Du 2 novembre au 19 décembre 2017, le Burkina Faso va vibrer aux rythmes des activités commémoratives du centenaire de la grande révolte de la boucle de la Volta Noire. Et pour marquer d’une pierre blanche cet événement, le comité d’organisation est au four et au moulin depuis février 2016 a annoncé son président au cours d’une conférence de presse animée, ce jeudi 14 septembre 2017 à Ouagadougou.

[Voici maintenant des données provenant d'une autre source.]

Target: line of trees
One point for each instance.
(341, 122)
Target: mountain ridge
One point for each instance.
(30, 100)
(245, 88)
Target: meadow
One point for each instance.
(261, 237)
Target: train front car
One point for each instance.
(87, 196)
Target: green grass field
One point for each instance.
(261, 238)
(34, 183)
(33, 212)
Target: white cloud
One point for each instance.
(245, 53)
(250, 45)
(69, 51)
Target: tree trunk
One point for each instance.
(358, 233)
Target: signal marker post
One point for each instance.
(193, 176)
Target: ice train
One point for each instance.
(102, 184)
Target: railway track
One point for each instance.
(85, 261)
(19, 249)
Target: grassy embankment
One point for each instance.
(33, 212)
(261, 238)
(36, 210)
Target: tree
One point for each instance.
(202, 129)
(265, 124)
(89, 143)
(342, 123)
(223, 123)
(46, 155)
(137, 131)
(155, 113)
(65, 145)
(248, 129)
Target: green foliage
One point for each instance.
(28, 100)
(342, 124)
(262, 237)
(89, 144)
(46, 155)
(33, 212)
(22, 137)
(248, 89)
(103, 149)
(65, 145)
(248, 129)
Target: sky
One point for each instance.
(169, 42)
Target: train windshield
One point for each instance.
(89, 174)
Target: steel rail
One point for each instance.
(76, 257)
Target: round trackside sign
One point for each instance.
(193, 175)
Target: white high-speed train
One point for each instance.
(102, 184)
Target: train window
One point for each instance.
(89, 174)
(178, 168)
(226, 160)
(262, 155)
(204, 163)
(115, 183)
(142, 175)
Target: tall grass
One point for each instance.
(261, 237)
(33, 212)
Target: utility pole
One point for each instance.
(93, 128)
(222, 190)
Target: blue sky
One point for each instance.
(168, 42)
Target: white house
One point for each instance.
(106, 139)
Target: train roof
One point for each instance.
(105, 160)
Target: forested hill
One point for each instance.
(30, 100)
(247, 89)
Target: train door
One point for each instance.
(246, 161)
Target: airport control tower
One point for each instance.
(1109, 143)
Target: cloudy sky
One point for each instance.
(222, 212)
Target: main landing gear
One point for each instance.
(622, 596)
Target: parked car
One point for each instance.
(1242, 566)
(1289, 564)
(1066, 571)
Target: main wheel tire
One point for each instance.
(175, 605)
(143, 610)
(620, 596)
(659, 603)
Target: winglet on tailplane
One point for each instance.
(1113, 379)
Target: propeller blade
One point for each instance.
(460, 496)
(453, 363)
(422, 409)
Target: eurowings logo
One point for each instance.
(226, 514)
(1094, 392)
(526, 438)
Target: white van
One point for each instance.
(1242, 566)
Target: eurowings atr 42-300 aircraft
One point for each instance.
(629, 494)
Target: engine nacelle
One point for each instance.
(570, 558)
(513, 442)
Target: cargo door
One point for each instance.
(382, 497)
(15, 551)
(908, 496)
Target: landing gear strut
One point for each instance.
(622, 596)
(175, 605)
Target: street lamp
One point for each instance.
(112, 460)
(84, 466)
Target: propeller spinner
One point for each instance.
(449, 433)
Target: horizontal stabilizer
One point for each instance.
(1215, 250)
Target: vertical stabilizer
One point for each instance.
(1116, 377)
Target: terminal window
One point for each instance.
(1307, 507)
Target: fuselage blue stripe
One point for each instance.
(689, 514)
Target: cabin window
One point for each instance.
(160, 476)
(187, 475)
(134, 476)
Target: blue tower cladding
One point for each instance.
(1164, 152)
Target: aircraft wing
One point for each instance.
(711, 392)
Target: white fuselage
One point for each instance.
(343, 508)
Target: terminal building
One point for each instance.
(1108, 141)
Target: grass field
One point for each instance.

Conférence de presse qui a, du reste, servi de cadre à la présentation des membres du comité d’organisation mais aussi à la déclinaison du calendrier des activités commémoratives de la grande révolte de la Boucle de la Volta Noire de 1915 à 1916.
C’est un centenaire de la grande révolte de la Boucle de la Volta Noire que le comité d’organisation veut à caractère national, populaire, culturel, scientifique, ouvert à tous, et largement communautaire ; car pour lui, l’histoire, le passé du Burkina Faso, c’est l’histoire et le passé de tout le pays entier. Au nombre de huit, les membres du comité d’organisation ont pour mission de réussir les manifestations commémoratives des résistances nationales anticoloniales et du centenaire de cette grande résistance au colonisateur encore appelée la « Guerre de Bani-Volta ».
Cette commémoration est, à en croire les conférenciers, l’initiative de ressources humaines citoyennes et universitaires en partenariat avec l’association pour la sauvegarde du Masque (ASAMA) et l’Institut africain des Industries culturelles-Ecole des Sciences sociales appliquées (IAIC-ESSA) à Ouagadougou. Adoubé par les autorités du pays, le comité d’organisation est à pied d’œuvre depuis le mois de février 2016 a confié son président Zéphiryn Ky pour qui il est question à travers cette souvenance de rendre hommage aux martyrs tombés lors de cette lutte, d’immortaliser la mémoire collective, et surtout dégager des enseignements pour la jeunesse.
Pour le professeur d’Histoire, « Un historien qui n’arriverait pas à rendre vivace sa culture, un historien qui n’arriverait pas à faire bénéficier le maximum de personnes possible sa culture et ses connaissances sur le passé de son pays, on ne dira pas que ce n’est pas digne mais on dira quelque part qu’il a manqué un peu de remplir son devoir. Et pour nous, c’était quelque chose qui nous interpellait. Cette commémoration, il la fallait. Et en tant que historiens, nous nous sommes sentis obligés de faire revisiter cette période de notre histoire surtout que c’est plein d’enjeux ».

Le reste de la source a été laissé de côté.